The report also examined avenues for corrective action after the retaliation occurred, focusing on the Board for Correction of Military Records — an internal military panel meant to correct injustices on service members’ records, like reversing a demotion or improper discharge after a service member reported an assault.

A Fusion investigation into the Army’s corrections Board last fall found that the Board almost never granted changes requested in appeals from military sexual assault victims or for whistleblowers in general. Human Rights Watch researchers came to a similar conclusion.

“In practice, record corrections almost never happen for sexual assault victims or for military whistleblowers generally,” reads the report. “Of all military whistleblower complaints, less than 1 percent receive some form of relief from the records boards.”

In fact, the researchers found that “alleged perpetrators of sexual assault sought and received corrections in their records from the Boards far more often than victims.”

An analysis of Board decisions from Human Rights Watch found that perpetrators of sexual assault who applied to the Board for relief outnumbered victims of military rape by almost 4 to 1. And their appeals were granted by the Boards twice as often as those of victims.

REFORMING THE SYSTEM

The report acknowledges that many of the reforms that have been put into place in the last several years to address sexual assault in the military have been effective, for instance, creating Special Victims Counsel programs.
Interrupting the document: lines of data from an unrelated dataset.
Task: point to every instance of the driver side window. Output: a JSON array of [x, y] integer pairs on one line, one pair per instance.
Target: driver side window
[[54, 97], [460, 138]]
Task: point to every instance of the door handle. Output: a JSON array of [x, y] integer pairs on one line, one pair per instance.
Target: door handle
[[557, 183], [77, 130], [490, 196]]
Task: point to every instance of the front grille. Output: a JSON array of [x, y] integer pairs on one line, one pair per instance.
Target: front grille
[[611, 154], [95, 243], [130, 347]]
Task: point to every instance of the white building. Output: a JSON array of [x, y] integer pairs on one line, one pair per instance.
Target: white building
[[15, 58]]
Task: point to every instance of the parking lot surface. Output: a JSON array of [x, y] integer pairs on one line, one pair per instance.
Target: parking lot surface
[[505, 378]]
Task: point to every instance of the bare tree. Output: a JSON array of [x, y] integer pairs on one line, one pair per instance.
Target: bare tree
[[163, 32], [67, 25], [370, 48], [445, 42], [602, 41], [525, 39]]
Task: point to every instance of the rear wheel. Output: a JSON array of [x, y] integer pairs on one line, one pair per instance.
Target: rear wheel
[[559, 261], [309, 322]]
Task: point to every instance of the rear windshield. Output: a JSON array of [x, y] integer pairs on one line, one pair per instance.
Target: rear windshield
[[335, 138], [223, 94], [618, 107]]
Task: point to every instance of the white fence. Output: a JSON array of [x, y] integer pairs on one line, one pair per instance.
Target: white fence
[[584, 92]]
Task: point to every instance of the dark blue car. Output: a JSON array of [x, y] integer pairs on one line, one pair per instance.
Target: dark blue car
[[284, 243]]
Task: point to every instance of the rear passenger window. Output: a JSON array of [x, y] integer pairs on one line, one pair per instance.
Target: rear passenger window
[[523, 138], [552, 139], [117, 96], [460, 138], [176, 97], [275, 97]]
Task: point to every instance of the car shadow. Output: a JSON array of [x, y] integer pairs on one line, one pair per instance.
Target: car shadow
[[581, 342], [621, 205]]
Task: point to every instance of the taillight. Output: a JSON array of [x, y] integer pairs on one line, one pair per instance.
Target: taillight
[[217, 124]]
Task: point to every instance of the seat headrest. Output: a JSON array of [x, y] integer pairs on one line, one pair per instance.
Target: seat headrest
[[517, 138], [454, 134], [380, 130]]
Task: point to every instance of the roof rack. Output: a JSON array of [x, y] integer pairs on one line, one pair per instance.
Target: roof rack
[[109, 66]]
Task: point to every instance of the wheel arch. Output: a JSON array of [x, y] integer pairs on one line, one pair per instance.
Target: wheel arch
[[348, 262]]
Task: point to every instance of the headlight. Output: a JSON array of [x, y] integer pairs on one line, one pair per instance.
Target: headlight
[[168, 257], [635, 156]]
But it calls for bigger changes, like prohibiting disciplinary action or criminal charges against victims of sexual assault and strengthening the Military Whistleblower Protections Act, granting military members the same protections as civilians.
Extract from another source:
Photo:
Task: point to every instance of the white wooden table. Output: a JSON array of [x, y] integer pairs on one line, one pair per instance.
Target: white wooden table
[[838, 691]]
A bill introduced two weeks ago by Senators Barbara Boxer (D-CA), Ron Wyden (D-OR), Edward J. Markey (D-MA), and Representative Jackie Speier (D-CA) would amend the Military Whistleblowers Protections Act, requiring the investigating Inspector General to recommend disciplinary actions against retaliators and complicit supervisors among other changes.

The bill also makes sweeping reforms to the Boards for Correction of Military Records, requiring in-person hearings and changing Board membership to full-time positions, rather than volunteer jobs. Fusion’s investigation found that these factors often led the Board to make cursory case reviews.
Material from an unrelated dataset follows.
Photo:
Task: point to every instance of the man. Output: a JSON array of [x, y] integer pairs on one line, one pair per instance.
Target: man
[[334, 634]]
“Right now, correction board members spend an average of 4 minutes reviewing complex cases,” said Senator Barbara Boxer. “Under my bill, these board members would serve full-time to ensure that every service member’s appeal gets the attention it deserves.”

“Reports tell us that soldiers are discharged for things they never did, diseases they never had, and activities that were actually lawful under the Uniform Code of Military Justice—but because of the broken Board of Corrections for Military Records (BCMR) system, nobody ever sets the record straight. That’s why reforming this system is crucial to protect soldiers who report sexual harassment and expose wrongdoing,” said Representative Jackie Speier.

Human Rights Watch researchers said they reached out to the military’s Sexual Assault Prevention and Response Office and received responses to its findings, which are included in the full report. The organization said it did not receive a response from the Department of Defense Inspector General.